Here's an example of how you might modify an HTML document using lxml
in Python:
from lxml import html
# Sample HTML content
html_content = """
<html>
<head>
<title>Sample Page</title>
</head>
<body>
<h1>Welcome to the Sample Page</h1>
<p>This is a sample paragraph.</p>
</body>
</html>
"""
# Parse the HTML
tree = html.fromstring(html_content)
# Modify the title
title = tree.find('.//title')
title.text = 'Updated Page Title'
# Add a new element
new_paragraph = html.Element("p")
new_paragraph.text = "This is a new paragraph."
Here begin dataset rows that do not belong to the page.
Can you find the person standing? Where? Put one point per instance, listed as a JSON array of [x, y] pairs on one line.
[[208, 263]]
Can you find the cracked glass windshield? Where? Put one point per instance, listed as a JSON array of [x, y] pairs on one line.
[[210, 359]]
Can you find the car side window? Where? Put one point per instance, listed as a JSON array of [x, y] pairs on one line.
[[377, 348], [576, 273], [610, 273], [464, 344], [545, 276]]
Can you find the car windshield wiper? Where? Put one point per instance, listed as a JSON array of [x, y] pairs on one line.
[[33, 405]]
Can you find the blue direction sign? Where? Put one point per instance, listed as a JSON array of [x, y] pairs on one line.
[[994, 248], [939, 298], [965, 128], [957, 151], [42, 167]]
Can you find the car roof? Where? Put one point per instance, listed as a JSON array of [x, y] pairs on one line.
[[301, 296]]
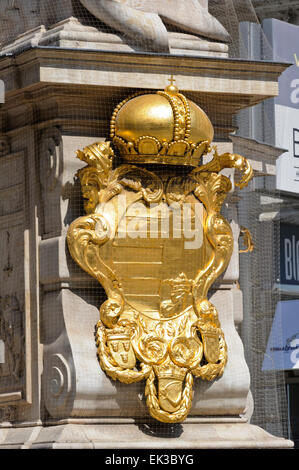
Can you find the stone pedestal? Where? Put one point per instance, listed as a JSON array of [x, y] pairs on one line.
[[52, 390]]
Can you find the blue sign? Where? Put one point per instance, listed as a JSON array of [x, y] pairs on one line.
[[282, 351], [289, 254]]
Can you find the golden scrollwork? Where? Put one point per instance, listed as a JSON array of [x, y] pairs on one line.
[[157, 323]]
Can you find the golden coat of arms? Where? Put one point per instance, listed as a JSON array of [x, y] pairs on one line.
[[154, 238]]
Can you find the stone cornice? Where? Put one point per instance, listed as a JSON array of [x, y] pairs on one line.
[[287, 10]]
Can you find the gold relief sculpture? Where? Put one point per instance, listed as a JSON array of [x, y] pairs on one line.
[[157, 323]]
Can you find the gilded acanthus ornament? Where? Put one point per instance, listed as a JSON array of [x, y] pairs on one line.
[[157, 323]]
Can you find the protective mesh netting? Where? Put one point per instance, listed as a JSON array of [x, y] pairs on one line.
[[26, 302]]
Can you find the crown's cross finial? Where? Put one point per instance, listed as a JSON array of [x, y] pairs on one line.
[[172, 88], [171, 80]]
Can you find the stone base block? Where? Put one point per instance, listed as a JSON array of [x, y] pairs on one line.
[[70, 33], [142, 436]]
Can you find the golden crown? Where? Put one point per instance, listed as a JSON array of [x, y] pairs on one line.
[[161, 127]]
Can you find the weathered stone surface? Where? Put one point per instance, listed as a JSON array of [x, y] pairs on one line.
[[141, 25]]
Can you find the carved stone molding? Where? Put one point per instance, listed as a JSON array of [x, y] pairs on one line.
[[50, 158], [56, 383], [4, 145]]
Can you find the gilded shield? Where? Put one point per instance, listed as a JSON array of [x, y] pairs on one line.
[[121, 350], [211, 345]]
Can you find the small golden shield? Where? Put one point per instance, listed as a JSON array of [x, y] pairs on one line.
[[121, 350], [211, 345], [170, 394]]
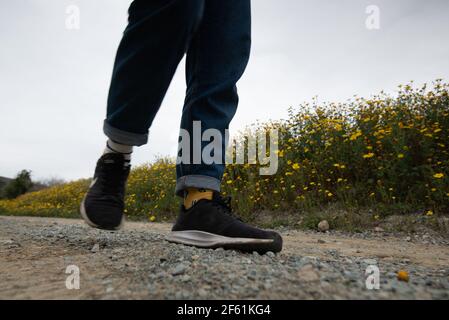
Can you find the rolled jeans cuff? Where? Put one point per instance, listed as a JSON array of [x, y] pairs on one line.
[[124, 137], [196, 181]]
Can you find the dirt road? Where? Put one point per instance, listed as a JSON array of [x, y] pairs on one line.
[[137, 263]]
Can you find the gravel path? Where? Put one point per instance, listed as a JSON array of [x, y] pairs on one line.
[[137, 263]]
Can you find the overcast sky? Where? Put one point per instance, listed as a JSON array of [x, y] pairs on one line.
[[54, 81]]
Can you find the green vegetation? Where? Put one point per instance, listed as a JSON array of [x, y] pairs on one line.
[[353, 163]]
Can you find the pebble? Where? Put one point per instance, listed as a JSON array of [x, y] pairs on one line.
[[95, 248], [179, 269], [370, 261]]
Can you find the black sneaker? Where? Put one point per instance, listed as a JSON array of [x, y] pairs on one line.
[[103, 205], [211, 224]]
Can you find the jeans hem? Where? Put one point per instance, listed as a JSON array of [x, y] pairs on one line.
[[124, 137], [196, 181]]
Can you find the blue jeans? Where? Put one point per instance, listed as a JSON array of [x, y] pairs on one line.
[[215, 35]]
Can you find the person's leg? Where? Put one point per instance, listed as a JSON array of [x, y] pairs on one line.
[[216, 60], [155, 40]]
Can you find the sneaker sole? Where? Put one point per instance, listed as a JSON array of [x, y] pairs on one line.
[[93, 225], [208, 240]]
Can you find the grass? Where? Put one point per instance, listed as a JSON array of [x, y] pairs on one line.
[[354, 163]]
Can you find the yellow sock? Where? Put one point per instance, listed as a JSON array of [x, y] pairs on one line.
[[193, 195]]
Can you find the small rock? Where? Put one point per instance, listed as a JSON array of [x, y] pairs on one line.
[[308, 274], [323, 226], [179, 269], [202, 293], [370, 261], [95, 248], [185, 278]]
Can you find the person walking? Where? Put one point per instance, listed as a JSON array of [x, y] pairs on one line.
[[215, 36]]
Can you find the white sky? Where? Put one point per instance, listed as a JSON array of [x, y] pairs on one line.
[[54, 81]]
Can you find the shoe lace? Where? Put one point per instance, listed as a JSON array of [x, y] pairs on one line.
[[223, 204]]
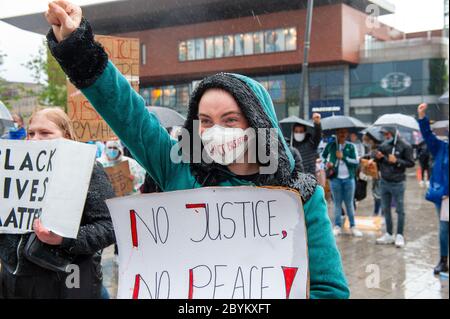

tree.body.append(new_paragraph)
# Remove an element
h1 = tree.find('.//h1')
tree.body.remove(h1)
# Print the modified HTML
print(html.tostring(tree, pretty_print=True).decode('utf-8'))
In this example, we:
1. Parse the HTML into a tree structure.
2. Change the text of the <title>
element.
3. Create a new <p>
element and append it to the <body>
.
4. Remove the <h1>
element from the <body>
.
After modifying the tree, we can serialize it back to a string using html.tostring
. The pretty_print=True
argument formats the output to be more readable.
It's also possible to use XPath or CSS selectors to find elements within the HTML document more easily with lxml
. Here's a quick example using XPath:
# Find all paragraphs using XPath and add a class attribute
paragraphs = tree.xpath('//p')
for p in paragraphs:
p.set('class', 'new-class')
And using CSS Selectors:
# Find all paragraphs using CSS Selectors and add a class attribute
from lxml.cssselect import CSSSelector
selector = CSSSelector('p')
paragraphs = selector(tree)
for p in paragraphs:
p.set('class', 'new-class')
These examples demonstrate the flexibility of lxml
in modifying parsed HTML documents. Remember that after making changes, you can always convert the lxml
tree back into a string or byte representation to output the modified HTML.